Ronnie and Steve were on a hunt, a hunt where you close to within feet of the prey before slapping the trigger. So if something big did show up down deep during the dive -- and Ronnie or Steve stuck him ... and the fish got a couple of loops of spear gun cable around them ... well, that's what I meant by voluntarily and alive.

Swells get big out here, and each one jerked the boat violently against its mooring. The boat was twenty miles off the Louisiana coast tethered by a rope and "rig hook" to an oil production platform. This steel monstrosity had a deck towering a hundred feet above them and a three-acre maze of legs and crossbeams that plunged four hundred feet to the Gulf's floor. Below that, pipes poke down for two miles and suck out the oil like huge straws. The whole thing gives "eco" types the willies. But Mother Nature -- that bumbler -- has yet to design a reef even half as prolific.

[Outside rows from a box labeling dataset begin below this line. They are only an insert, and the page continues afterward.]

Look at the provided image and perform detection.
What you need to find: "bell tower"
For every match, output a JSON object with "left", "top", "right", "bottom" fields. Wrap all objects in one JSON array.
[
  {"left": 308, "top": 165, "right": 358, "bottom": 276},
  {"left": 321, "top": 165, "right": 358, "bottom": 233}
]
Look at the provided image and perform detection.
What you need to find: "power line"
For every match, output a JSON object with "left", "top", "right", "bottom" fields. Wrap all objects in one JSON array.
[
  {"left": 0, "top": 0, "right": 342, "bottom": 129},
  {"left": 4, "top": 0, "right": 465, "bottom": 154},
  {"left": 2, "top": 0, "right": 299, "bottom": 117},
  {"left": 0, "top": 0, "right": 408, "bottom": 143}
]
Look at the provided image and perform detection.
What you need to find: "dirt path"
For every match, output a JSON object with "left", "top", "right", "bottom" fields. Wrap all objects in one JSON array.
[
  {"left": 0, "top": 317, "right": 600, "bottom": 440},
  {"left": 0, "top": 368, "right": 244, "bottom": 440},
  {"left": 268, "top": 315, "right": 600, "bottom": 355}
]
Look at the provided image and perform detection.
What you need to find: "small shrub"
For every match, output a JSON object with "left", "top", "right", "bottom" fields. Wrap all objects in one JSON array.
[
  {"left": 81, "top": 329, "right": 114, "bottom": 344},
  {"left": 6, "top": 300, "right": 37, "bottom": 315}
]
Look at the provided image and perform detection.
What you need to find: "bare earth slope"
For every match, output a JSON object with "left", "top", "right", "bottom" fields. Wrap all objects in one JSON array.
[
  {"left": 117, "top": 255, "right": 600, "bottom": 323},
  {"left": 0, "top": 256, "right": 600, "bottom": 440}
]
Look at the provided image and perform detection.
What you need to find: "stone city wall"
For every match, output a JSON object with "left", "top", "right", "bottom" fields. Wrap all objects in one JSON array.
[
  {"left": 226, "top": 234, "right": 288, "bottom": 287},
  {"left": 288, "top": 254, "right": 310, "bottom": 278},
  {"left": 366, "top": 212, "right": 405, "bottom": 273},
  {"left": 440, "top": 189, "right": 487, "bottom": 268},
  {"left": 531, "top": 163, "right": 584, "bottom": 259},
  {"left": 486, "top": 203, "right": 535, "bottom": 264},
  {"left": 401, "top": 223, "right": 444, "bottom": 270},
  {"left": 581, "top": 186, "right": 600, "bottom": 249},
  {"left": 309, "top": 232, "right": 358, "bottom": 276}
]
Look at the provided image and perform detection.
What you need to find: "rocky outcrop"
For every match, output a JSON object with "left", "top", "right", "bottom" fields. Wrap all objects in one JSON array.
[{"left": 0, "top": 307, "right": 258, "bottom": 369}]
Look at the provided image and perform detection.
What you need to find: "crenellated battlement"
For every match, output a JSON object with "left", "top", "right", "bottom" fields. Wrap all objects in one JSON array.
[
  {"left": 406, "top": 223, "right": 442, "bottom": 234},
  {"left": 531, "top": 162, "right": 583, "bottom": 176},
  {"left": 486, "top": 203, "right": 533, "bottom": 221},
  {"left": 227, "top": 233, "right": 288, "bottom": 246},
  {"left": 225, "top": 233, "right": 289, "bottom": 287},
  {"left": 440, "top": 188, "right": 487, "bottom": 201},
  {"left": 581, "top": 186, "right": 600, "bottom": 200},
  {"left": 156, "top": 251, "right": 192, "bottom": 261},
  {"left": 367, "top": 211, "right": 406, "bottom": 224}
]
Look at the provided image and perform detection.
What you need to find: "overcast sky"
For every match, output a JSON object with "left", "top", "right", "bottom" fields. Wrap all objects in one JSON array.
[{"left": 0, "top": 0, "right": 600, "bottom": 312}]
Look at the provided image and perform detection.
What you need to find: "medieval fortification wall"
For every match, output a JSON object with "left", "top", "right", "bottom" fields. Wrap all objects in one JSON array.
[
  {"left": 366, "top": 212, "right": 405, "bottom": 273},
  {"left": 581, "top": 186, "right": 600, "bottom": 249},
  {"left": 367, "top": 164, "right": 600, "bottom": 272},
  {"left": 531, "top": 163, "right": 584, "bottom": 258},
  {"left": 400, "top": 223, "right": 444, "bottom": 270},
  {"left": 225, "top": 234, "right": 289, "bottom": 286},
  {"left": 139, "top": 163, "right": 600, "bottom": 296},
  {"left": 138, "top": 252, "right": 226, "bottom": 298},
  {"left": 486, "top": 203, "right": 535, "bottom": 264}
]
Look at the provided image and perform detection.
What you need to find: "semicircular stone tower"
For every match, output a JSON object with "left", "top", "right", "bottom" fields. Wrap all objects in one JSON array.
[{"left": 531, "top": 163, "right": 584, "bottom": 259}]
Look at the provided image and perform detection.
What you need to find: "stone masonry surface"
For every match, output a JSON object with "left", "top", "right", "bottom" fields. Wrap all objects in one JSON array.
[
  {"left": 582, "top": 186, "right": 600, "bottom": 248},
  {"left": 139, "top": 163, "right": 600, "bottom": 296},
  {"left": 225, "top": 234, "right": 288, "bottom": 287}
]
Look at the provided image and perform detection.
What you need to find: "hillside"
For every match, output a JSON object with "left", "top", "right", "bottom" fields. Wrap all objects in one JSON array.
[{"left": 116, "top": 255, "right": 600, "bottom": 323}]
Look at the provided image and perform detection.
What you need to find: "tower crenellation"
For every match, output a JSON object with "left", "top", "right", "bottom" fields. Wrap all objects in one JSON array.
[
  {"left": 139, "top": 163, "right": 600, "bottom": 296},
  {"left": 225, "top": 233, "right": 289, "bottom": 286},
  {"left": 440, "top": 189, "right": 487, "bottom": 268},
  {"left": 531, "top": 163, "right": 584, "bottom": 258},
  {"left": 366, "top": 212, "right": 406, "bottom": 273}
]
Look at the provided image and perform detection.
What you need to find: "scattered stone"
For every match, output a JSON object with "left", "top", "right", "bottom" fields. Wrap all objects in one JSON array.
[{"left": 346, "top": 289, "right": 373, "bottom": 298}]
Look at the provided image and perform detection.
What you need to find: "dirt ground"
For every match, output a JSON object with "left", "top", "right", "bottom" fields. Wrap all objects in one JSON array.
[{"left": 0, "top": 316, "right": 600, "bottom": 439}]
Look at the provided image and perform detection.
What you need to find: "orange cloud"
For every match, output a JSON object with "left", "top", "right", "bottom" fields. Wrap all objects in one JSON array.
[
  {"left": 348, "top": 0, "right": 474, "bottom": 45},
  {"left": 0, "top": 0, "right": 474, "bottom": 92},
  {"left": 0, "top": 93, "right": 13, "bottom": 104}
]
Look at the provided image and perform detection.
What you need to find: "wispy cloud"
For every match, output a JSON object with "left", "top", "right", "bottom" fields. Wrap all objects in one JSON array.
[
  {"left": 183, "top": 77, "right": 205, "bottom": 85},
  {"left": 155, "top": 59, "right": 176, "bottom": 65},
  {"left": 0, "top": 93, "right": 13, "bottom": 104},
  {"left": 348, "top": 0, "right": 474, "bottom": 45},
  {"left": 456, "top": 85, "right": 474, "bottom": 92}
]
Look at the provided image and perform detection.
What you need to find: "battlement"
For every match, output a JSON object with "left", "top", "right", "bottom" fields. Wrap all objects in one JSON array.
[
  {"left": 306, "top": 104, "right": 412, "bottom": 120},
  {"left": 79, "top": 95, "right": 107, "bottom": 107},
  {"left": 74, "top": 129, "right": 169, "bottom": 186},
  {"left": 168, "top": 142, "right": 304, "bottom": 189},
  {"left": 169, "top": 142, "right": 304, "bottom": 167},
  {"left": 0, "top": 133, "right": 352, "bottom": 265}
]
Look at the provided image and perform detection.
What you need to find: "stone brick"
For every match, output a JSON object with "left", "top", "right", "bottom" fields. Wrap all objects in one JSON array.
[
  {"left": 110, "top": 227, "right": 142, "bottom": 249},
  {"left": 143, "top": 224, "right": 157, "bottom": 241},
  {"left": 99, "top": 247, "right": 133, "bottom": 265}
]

Ronnie and Steve were both thirty-one years old. They'd been diving together for years, as a team. They'd both go down with guns but whoever shot first would expect the other to come lend a hand during the ensuing melee. Jimmy and Mark had a similar set-up. All on the trip that morning were experienced rig divers in peak physical condition. Ronnie himself was a dive instructor.

So his dive mates suspected trouble. Something had to be wrong. Steve and Ronnie should have surfaced ten minutes ago.